Razionalizzare gli acquisti. Prima di fare una qualsiasi spesa, è bene chiedersi “mi servirà davvero?”, inoltre, razionalizzare l’acquisto di cibo può rappresentare una sensibile riduzione della spesa e degli sprechi salvaguardando al contempo l’economia familiare. Per non produrre troppi rifiuti è meglio comprare pochi alimenti così da avere cibo sempre fresco e non cadere nella tentazione di “fare scorte”, che troppo spesso finiscono dimenticate in fondo al frigorifero.
Borse perenni. Ricordate le borse della nonna? Usate quelle! Una normativa ha imposto l’obbligo di utilizzare buste biodegradabili, l’obbligo è stato momentaneo e per di più, non tutti gli esercizi commerciali lo hanno rispettato. Per evitare di produrre rifiuti altamente inquinanti, come plastiche, le spese mettetele in una di quelle buste di stoffa che sembrano essere viste anche di moda, tanto che per un periodo, negozi come Fnac, Intimissimi, Yamamay… ne hanno regalate ai propri clienti.
Gli involucri. Quando si fa la spesa al supermercato, un problema centrale è dettato dagli involucri. Oltre a usare una busta in stoffa, possiamo evitare di acquistare quegli oggetti dall’eccessivo packaging; se siete al supermercato, invece di comprare carote e ortaggi nella confezione in polistirolo, prendete quelli al reparto ortofrutta che possono essere acquistati sfusi, senza un grammo di plastica aggiunta se non la vostra busta di stoffa! In tal modo eviterete di produrre rifiuti pericolosi come la plastica. E’ stato stimato che gli imballaggi costituiscono circa il 40% in peso e il 60% in volume dei rifiuti solidi urbani, un’attenta scelta dei prodotti potrebbe davvero fare la differenza.
Acqua minerale. Il consumo di acqua minerale non è necessario. Spesso grossi quantitativi d’acqua sono lasciati nelle bottiglie, stoccati all’esterno del supermercato in attesa di esser eposizionati sugli scaffali, restano esposti in modo diretto ai raggi solari. Tale esposizione può alterare le qualità dell’acqua che poi non risulta più così salubre per l’organismo; per questo e altri motivi, l’acqua del rubinetto è molto spesso più sicura di quella in bottiglia.
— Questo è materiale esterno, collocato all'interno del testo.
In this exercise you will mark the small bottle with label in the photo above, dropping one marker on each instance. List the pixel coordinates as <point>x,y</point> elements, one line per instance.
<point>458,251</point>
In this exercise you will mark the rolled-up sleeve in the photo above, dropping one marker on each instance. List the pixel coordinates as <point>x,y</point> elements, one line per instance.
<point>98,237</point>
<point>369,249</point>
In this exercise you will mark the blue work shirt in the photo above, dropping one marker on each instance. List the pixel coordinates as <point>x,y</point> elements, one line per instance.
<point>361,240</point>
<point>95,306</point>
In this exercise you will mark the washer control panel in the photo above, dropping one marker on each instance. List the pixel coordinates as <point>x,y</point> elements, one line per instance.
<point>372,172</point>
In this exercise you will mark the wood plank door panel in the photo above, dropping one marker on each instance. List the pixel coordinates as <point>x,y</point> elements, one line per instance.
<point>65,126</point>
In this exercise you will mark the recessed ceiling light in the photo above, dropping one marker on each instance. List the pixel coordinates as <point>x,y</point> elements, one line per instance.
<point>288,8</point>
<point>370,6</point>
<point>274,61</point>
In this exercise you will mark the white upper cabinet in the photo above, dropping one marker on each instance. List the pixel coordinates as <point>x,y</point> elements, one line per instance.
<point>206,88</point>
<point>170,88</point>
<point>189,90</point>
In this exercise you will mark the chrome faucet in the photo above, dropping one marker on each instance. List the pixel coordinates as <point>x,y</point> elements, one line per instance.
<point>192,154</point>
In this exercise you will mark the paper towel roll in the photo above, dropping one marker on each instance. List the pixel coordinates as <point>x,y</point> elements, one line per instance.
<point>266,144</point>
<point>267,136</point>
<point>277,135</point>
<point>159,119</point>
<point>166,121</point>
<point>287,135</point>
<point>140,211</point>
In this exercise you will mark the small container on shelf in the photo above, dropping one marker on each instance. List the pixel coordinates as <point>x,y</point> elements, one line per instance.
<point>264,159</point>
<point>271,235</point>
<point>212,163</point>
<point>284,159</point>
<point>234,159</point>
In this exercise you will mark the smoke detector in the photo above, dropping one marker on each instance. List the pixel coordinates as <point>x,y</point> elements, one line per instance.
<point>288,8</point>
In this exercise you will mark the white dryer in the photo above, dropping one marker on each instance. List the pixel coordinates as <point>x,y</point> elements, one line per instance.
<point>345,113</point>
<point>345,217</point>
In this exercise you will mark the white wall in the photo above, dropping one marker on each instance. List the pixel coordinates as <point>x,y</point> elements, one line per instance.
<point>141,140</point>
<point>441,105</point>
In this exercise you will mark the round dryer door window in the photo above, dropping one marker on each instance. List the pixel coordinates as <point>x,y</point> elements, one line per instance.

Un modo per evitare di produrre troppi rifiuti, salvaguardare la propria salute, quella dell’ambiente e del proprio portafogli, riguarda la scelta di bere l’acqua del rubinetto. In tal modo si eliminerebbe la produzione di imballaggi in plastica. Se proprio l’acqua del rubinetto non vi va giù, ricordate che esistono in commercio filtri che eliminano completamente l’odore del cloro rendendo l’acqua del rubinetto più piacevole.
Riutilizzare l’utilizzato, il baratto e i gruppi solidali. Prima di buttare via qualcosa, riflettete “può ancora servire?” e ancora “Se non serve a me, a chi?”. Il discorso dello scambio non vale solo per il vestiario. Nelle chiese e nei gruppi caritas sono sempre attive raccolte per il vestiario ma è bene sapere che in molte città vegnono organizzati dei mercatini “senza denaro”, inoltre on line sono presenti numerosi portali dove è possibile regalare i proprio “rifiuti“.